The terrain across the asteroid is far more treacherous than OSIRIS-REx was originally designed to navigate. Where scientists had expected to find a relatively smooth and dust-covered surface, Bennu is “rocky and blocky,” Glaze said, with very little material fine enough to fit in the sampling instrument. The spacecraft could be irreversibly damaged if a quirk of gravity or minute flying miscalculation directed it into one of Bennu’s crags or cliffs. And whatever maneuvering OSIRIS-REx might need to do, it will have to do alone.
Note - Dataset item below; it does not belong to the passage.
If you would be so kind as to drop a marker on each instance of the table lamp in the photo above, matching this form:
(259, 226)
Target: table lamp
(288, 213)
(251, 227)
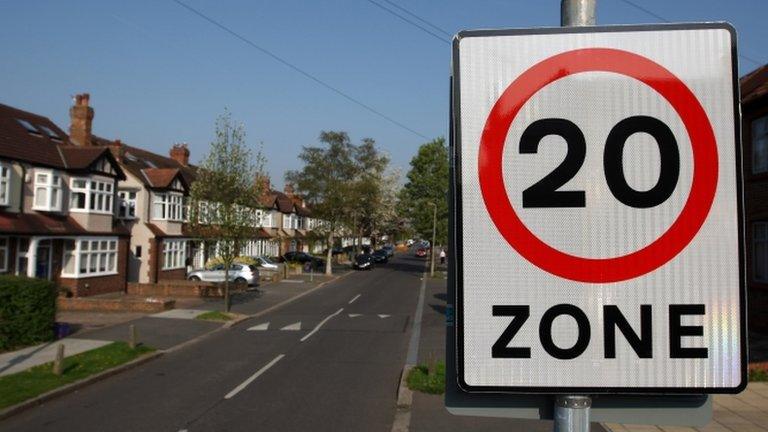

Radio signals take 15 minutes to travel from Bennu to Earth — much too long for scientists on the ground to operate the probe like a remote-controlled model airplane.
So, over the course of OSIRIS-REx’s many orbits, engineers have built a map of all Bennu’s many hazards. Using a tool called Natural Feature Tracking, OSIRIS-REx will be able to match what it sees during its descent with the prepared list of objects to avoid. Michael Moreau, an engineer at NASA’s Goddard Space Flight Center and navigator for the mission, estimated that the upgrades to the probe’s navigational systems have made it five times more precise.
“Those steps have been taken to allow us to get into what is otherwise a pretty precarious site on Bennu,” he said.
The sample site, a spot known as Nightingale, sits in a crater in Bennu’s northern hemisphere. It harbors a collection of cold, colorful material that the mission’s image-processing lead, University of Arizona planetary scientist Daniella DellaGiustina, deemed some of the most scientifically interesting rocks on the asteroid.
But the site is just 52 feet in diameter — a tight fit for OSIRIS-REx’s 20-foot wingspan. It’s surrounded by jagged rocks and shadowed by the 20-foot precipice of Mount Doom.
“We’re essentially trying to navigate the spacecraft down to a location that’s the width of a couple parking spaces, and it’s just a few steps away from a two- or three-story-tall building,” Moreau said. And they’re doing it from millions of miles away.
OSIRIS-REx is equipped with three nitrogen canisters, meaning NASA has three chances to collect its precious sample. The mission team has also picked out an easier-to-access backup site, called Osprey, if their efforts at Nightingale are unsuccessful.
But the spacecraft has to finish its work by spring 2021, when the orbits of Bennu and Earth are best aligned for OSIRIS-REx to start its journey home.
The sample container is expected to land in Utah in September 2023. Mark your calendars.